L'ensemble musical "A Hue et e Dia" revisite les chants traditionnels, par amour des mots et des langues. Sur scène, cinq femmes chantent a cappella ou accompagnées de percussions. En concert le 30 avril à Bischwiller (Bas-Rhin).
"À chacun de nos concerts, on refuse du monde". C'est Alexandrine Guedron qui parle. Elle raconte les débuts de son ensemble musical : cinq femmes qui se rencontrent en 2011 autour de l'improvisation musicale, mais toutes attirées aussi par les chants traditionnels. A Hue et a Dia est né pour chanter la tradition orale et aussi des chants imaginaires.
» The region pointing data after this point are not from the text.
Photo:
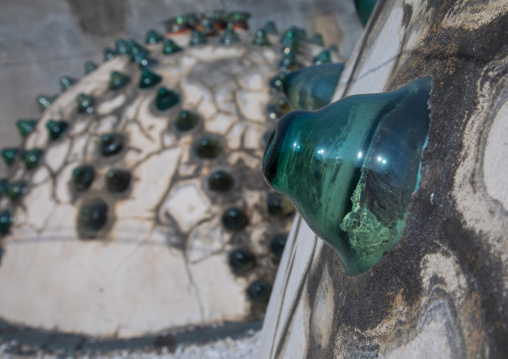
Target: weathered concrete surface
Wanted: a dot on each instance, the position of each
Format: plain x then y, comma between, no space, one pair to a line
442,291
45,39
Cette attirance les rattrape, elles s'intéressent d'abord aux chants traditionnels des pays de l'Est, la Serbie, la Bosnie, mêlés à leurs improvisations. Puis les percussions s'invitent. Leur curiosité n'a pas de frontière : les polyphonies sont la base du chant humain, sur tout le globe.
Au gré des rencontres, des échanges, elles apprennent à prononcer des mots, elles apprennent les techniques de chant des peuples dont elles s'entichent. Et surtout, elles demandent ce que veulent dire ces chants, d'où ils viennent, pour qui ils sont.
Le sens des mots
Leur objectif, c'est "d'aller à la rencontre de personnes qui parlent d'autres langues, qui nous apprennent à les prononcer, qui nous expliquent le sens et les paroles. Et fortes de ces rencontres, on les interprète à notre façon. Désormais, nous chantons essentiellement des chants traditionnels, avec des parties improvisées à l'intérieur", résume Alexandrine.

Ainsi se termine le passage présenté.